À Genève, la reprise d’un fonds de commerce représente une voie d’entrée attractive pour de nombreux entrepreneurs. Elle offre la possibilité de démarrer une activité sans partir de zéro, en bénéficiant d’un emplacement, d’un droit au bail, de matériel, voire d’une clientèle existante. Mais cette opération, en apparence simple, cache une réalité juridique, financière et humaine bien plus complexe. Le canton de Genève se distingue d’ailleurs par un cadre légal unique en Suisse, une densité élevée d’établissements dans certains secteurs comme la restauration, et des exigences spécifiques de la part des régies immobilières. Par ailleurs, dans certaines zones de la ville, notamment l’hypercentre, le Plan d’Utilisation du Sol (PUS) impose des règles strictes sur l’affectation des locaux. Il est ainsi impossible, dans certains cas, de transformer un ancien restaurant en boutique de vêtements ou vice-versa. Ce type de contrainte urbanistique doit impérativement être vérifié avant toute reprise.

 

Un cadre légal et un contexte local en mutation

Genève est en effet le seul canton suisse à encadrer strictement l’activité d’agent d’affaires. « La loi sur les agents intermédiaires, en vigueur depuis 1950, exige un agrément délivré par le Conseil d’État pour toute personne servant d’intermédiaire dans la vente d’un fonds de commerce », explique Geraldo Zaccaria, directeur et co-fondateur de Transgate, société spécialisée dans la transmission d’entreprises.
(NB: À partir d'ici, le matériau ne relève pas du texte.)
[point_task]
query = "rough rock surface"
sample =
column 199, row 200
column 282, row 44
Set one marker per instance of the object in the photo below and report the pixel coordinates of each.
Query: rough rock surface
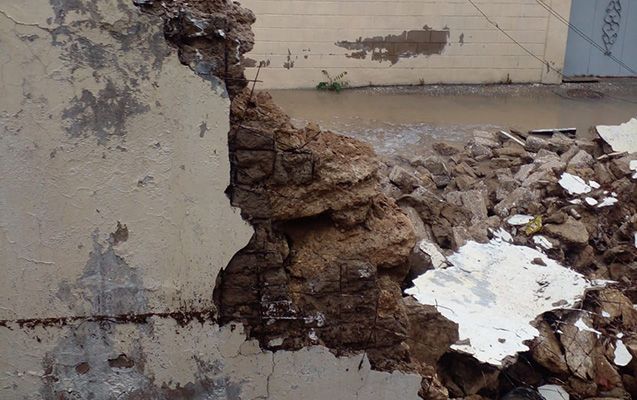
column 331, row 251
Ce cadre légal, qui n’existe pas dans d’autres cantons, a pour objectif de garantir une certaine qualité d’accompagnement. Pourtant, une partie du marché reste informelle. « Beaucoup de transactions sont encore traitées par des fiduciaires, des régies ou des particuliers, souvent sans connaître les implications juridiques », poursuit-il. Cet agrément, comparable à une patente, implique notamment un dépôt de garantie et une autorité de surveillance spécifique.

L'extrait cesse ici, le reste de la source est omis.